If you want to implement something like this:
if not already_sent():
task.apply_async()
then that won't work very well.
AMQP does not support out of order operations to the queue, and for good reason.
The task may be in the process of being sent, by a client, or by another broker
across the continents, or the task has been taken out of the queue, just not executed
yet.
The solution you want is for the task itself to test if it's already running:
@task
def x():
if already_running():
return
But this requires a distributed mutex, which is easily done using redis (or memcached),
but Celery can't depend on these, so that's why it's not in Celery already.

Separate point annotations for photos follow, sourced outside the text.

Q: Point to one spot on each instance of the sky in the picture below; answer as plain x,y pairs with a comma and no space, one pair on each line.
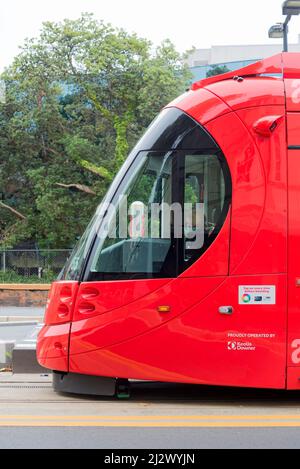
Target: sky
201,23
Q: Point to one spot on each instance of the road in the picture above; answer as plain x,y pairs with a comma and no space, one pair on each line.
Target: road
20,311
17,331
156,417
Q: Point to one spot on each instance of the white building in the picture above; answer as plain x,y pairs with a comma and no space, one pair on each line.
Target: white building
234,57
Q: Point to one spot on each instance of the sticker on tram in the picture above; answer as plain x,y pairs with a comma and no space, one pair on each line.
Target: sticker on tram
257,295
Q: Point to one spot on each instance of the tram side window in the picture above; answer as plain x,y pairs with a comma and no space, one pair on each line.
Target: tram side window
204,202
134,244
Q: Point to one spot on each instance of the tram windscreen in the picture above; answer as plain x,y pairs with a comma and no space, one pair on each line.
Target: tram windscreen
165,209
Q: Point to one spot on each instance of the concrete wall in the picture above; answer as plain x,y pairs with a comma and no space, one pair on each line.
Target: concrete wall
24,295
236,53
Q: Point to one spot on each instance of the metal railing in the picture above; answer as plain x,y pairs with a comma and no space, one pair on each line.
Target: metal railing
44,264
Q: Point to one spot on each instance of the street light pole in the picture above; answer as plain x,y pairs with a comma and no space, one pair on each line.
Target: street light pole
285,33
281,30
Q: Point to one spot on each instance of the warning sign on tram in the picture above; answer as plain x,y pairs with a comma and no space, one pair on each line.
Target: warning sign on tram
257,295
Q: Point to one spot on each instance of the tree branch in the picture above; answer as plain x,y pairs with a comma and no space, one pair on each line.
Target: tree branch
12,210
79,187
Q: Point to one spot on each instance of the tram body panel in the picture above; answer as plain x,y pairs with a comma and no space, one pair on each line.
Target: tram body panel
231,310
103,330
203,346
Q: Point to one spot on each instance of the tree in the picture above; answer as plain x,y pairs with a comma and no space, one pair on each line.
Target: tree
217,70
78,98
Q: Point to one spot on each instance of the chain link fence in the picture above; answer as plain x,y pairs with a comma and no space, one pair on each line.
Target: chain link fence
32,265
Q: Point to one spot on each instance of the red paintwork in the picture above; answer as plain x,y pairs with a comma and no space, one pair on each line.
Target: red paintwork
60,304
115,328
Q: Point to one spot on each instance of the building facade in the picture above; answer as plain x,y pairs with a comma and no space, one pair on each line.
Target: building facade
200,61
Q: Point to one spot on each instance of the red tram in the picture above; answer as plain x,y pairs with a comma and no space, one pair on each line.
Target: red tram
225,311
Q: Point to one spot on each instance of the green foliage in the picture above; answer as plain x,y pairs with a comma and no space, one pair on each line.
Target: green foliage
13,277
217,70
78,98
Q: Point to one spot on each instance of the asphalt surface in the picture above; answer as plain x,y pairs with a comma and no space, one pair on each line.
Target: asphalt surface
156,417
19,311
17,331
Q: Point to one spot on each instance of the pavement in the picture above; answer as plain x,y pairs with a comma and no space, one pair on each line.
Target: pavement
158,416
17,323
14,314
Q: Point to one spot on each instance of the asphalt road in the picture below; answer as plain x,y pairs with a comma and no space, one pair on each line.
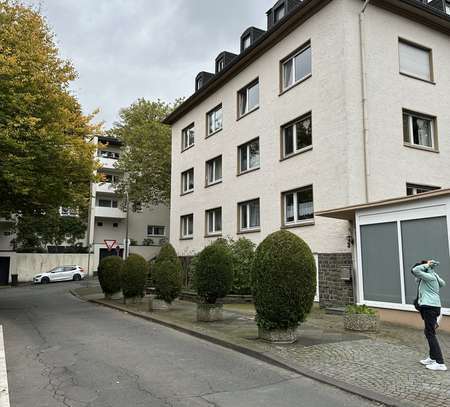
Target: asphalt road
62,351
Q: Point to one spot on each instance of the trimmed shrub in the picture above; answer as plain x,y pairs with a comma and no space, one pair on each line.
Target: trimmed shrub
110,274
134,276
284,281
243,252
213,272
166,276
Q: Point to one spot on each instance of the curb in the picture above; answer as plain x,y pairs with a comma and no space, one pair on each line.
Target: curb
359,391
4,392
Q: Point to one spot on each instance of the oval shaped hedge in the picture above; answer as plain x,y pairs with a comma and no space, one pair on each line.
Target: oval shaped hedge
134,276
110,275
284,281
213,272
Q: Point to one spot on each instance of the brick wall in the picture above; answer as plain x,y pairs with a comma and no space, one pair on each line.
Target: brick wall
335,281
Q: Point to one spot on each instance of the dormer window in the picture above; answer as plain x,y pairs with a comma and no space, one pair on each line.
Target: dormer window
246,42
279,13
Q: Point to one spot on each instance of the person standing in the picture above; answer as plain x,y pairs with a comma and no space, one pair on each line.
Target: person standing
430,308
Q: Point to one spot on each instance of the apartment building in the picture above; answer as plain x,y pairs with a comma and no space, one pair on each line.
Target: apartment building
147,228
336,103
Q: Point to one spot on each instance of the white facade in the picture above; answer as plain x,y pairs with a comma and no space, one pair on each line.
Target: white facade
334,166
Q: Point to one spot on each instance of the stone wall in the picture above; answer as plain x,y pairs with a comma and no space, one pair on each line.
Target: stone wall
335,279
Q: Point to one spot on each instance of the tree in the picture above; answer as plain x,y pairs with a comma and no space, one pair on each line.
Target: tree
46,161
147,149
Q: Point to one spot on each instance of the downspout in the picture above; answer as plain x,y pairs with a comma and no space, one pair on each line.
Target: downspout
362,37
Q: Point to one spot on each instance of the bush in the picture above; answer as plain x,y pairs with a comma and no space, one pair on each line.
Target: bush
109,274
134,276
166,274
284,281
243,252
213,272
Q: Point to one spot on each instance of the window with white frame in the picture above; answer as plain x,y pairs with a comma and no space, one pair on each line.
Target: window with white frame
187,181
249,218
419,129
415,60
414,189
187,137
298,206
296,68
248,156
297,136
214,221
214,171
214,120
248,98
187,226
153,230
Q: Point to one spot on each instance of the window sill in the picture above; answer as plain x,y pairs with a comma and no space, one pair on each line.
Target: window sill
247,171
214,133
247,113
246,231
187,193
212,184
418,78
295,84
430,150
187,148
300,224
303,150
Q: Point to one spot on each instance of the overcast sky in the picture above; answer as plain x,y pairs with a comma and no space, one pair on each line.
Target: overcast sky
126,49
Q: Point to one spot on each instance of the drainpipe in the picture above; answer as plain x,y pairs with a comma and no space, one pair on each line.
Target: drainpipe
365,109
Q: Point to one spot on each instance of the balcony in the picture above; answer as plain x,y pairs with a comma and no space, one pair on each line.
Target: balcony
114,213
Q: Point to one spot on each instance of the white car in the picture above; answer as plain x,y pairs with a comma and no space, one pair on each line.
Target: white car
61,273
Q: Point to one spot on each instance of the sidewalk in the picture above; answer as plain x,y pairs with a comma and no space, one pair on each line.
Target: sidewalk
383,366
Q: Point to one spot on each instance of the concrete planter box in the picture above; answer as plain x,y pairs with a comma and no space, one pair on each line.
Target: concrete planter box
209,312
278,335
361,322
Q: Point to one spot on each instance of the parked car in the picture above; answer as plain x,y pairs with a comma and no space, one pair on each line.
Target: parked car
61,273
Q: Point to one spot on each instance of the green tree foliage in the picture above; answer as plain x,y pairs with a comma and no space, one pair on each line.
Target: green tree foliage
110,275
46,161
213,272
284,278
134,276
147,150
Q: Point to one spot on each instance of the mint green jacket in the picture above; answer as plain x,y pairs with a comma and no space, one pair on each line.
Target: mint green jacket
429,285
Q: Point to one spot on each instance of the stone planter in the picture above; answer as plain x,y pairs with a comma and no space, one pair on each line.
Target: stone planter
209,312
361,322
278,335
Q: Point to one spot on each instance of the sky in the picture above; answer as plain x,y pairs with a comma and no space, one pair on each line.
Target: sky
127,49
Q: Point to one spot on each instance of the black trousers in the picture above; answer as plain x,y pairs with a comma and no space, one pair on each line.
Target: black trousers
429,316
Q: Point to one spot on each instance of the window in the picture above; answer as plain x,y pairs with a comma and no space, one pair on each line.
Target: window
279,13
419,130
214,120
187,137
248,98
414,189
153,230
415,61
107,203
187,181
249,216
214,221
297,136
187,226
246,42
298,206
296,67
248,156
214,171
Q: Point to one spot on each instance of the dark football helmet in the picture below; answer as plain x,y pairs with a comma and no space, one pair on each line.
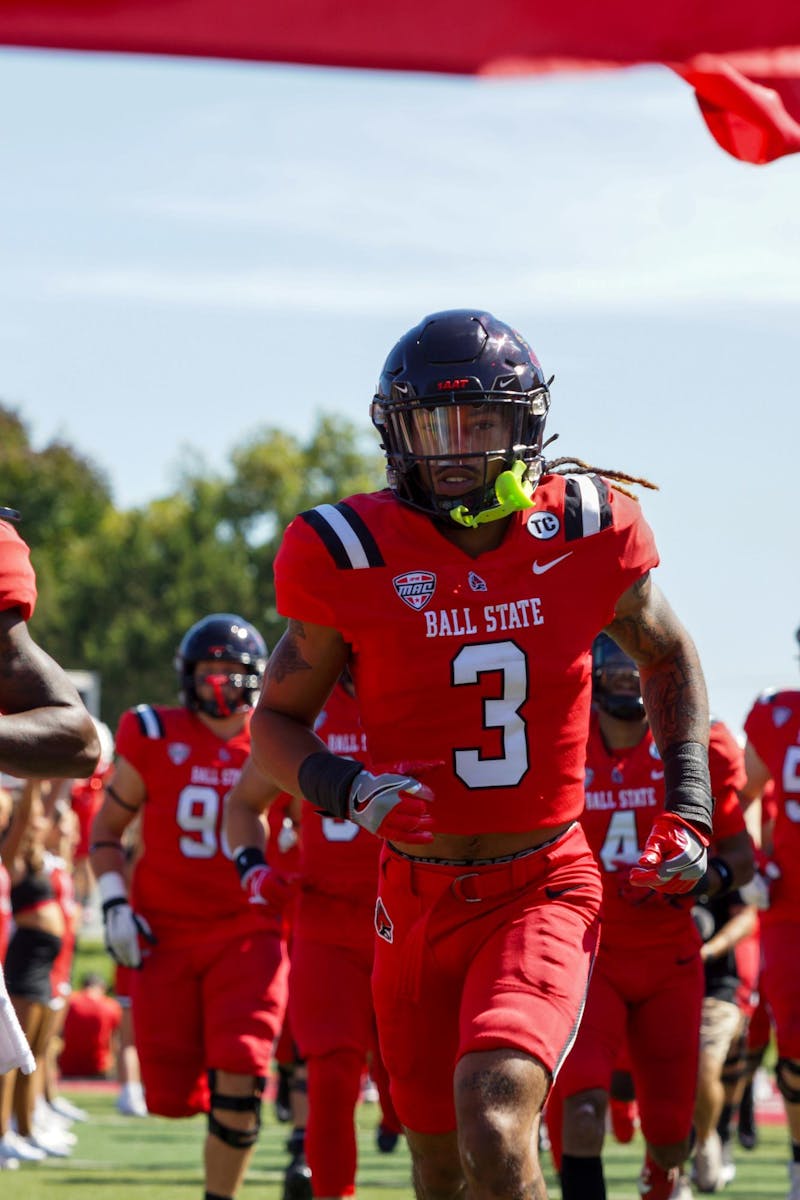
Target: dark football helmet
615,681
229,639
462,388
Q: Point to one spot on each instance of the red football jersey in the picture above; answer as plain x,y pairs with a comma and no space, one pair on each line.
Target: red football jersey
337,858
88,1030
17,579
773,726
477,665
185,876
625,791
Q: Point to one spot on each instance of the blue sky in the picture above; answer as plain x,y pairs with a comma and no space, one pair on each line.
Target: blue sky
192,251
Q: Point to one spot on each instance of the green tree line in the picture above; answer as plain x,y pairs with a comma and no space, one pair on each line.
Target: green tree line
119,588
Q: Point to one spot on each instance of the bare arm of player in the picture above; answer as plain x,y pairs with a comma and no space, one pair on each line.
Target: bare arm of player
124,928
247,833
125,795
673,685
674,857
44,729
247,802
300,676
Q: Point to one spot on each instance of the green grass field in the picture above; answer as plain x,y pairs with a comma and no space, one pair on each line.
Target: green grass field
125,1158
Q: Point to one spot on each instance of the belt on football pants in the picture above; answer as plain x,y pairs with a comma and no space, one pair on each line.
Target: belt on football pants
494,879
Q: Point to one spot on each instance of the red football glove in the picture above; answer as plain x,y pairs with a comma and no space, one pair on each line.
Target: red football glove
391,807
673,858
266,887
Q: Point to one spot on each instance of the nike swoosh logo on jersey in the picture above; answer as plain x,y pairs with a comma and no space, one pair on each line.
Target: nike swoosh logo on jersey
540,568
554,893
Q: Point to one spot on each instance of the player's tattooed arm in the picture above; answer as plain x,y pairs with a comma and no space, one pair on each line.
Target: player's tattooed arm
301,672
673,685
287,657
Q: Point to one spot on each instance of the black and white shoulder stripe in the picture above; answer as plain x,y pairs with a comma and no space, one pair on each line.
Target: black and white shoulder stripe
149,721
346,537
587,507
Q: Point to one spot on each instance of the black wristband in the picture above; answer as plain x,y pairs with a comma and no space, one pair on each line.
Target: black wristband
726,880
689,785
326,780
247,858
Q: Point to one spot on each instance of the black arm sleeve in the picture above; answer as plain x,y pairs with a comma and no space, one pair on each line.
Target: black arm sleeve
326,780
689,784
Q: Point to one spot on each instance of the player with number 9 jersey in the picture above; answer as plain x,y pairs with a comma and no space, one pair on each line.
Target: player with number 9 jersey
210,988
184,877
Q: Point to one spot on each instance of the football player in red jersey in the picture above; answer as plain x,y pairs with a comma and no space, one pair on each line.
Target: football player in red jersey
465,598
210,994
648,975
773,753
332,940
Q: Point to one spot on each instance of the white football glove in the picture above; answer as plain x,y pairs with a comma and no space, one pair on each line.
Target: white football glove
121,925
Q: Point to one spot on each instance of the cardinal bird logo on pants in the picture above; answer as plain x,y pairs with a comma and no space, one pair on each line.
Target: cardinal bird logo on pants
384,927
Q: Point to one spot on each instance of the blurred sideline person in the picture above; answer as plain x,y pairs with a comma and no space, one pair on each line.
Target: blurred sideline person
745,1059
464,599
210,991
38,929
91,1031
722,922
648,976
773,753
332,940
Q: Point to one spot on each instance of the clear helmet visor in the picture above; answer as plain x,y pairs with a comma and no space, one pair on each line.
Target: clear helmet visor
457,431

I have been meaning to add support for it, and my idea has been something like this:
We could have a decorator called @synchronized:
@task
@synchronized()
def mytask():
pass
Implemented like this:
from celery.task import task
from functools import wraps
def synchronized(backend=None):
_backend = [backend]
def _inner(task):
_backend[0] = _backend[0] or task.backend
orig = task.run
@wraps(task.run)
def _syn(*args, **kwargs):
_backend[0].acquire_synlock(task, *args, **kwargs)
try:
return orig(*args, **kwargs)
finally:
_backend[0].release_synlock(task, *args, **kwargs)
task.run = _syn
return task
return _inner
So then any result backend to support the synchronised
decorator must implement the methods acquire_synlock() + release_synlock()
An example implementation of a memcached lock is here:
http://docs.celeryproject.org/en/latest/cookbook/tasks.html#ensuring-a-task-is-only-executed-one-at-a-time
If you would like to implement this I can help with any further
questions you may have!
--
Ask Solem
twitter.com/asksol | +44 (0)7713357179
> === Comment 1:
>
> There is this implementation of a @synchronized too:
> https://github.com/gthb/celery/commit/407b53f128b9954a2dc0983d7c396dc751117c33
>
> Example:
> @synchronized
> @task
> def my_task(): pass
>
> But I tried here and it did not work properly. I run celeryd with concurrency=2 and start to send replicated tasks. I realized that two identical tasks are being processed at the same time (easy to reproduce with functions that print a value). Any ideas?
>
The problem with this implementation is that it only works
for one worker (i.e. the lock is not effective across celeryd instances)
There is a use for this implementation as well, but it wouldn't be enough
for a generic 'synchronized' implementation.
>
> === Comment 2:
>
> What do you think about using "apply_sync" method with ETAs or COUNTDOWNS in every scheduled tasks?
>
>
I'm not sure I understand what you mean, every scheduled task?